Each illustrates the potential for discovery with these data and
reinforces how metabolic physiology is globally adjusted
through small yet coordinated change at the level of mRNA.
Nutrient sensing via insulin and TOR. Insulin/IGF signaling
in Drosophila regulates a variety of biological processes,
including growth, reproduction, and aging (16, 43, 60). It
functions as a systemic nutrient signaling system through
circulating dILP (encoded by dilp1–7) (5, 21). TOR signaling
also provides nutrient sensing (19) but in an exclusively cell
autonomous manner. Gain-of-function mutations in either the
insulin or the TOR pathway stimulate cell growth, whereas
hypomorphic mutations decrease growth (16) and, in some
cases, extend lifespan (9, 25, 60). While these regulatory
actions of insulin/IGF and TOR are understood in terms of
signal transduction cascades, our data indicate an additional
level of control: nutrients coordinately regulate the expression
of components of the nutrient sensing systems themselves.

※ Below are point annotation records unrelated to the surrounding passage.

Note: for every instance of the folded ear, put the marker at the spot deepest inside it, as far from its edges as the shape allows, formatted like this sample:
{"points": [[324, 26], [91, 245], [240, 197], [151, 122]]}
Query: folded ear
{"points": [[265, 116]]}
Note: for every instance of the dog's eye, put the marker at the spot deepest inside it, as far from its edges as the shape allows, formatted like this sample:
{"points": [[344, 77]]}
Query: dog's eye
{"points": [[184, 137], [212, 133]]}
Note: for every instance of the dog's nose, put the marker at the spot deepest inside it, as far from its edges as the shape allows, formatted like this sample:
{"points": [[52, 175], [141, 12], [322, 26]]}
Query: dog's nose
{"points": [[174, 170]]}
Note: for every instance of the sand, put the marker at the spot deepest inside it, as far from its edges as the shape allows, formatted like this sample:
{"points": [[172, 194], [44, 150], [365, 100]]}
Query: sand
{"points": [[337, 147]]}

Transcripts encoding proteins of the insulin/IGF and TOR
pathways decreased within 3 h of refeeding (Fig. 2, A and C),
suggesting they were upregulated in the absence of yeast.
mRNAs encoding the InR, the insulin receptor substrate-1
homolog chico, and phosphatidylinositol-dependent kinase-1,
PK61C, synchronously declined by 30 – 40% (Fig. 2A). These
dynamics contrast with the stasis of the dilp loci; there was no
change observed in transcripts for insulin ligands over this time
course (Fig. 2B). It is possible that changes in mRNAs encoding the dILPs, produced in a small set of neurosecretory cells,
would be obscured in the whole organism RNA samples
analyzed here. However, these patterns are consistent with
observations in yeast-deprived adults; dILP peptides are
present but compact within the pars intercerebralis neurons of
the brain (67). These peptides are rapidly processed and secreted along the medial secretory neuron when adults are refed.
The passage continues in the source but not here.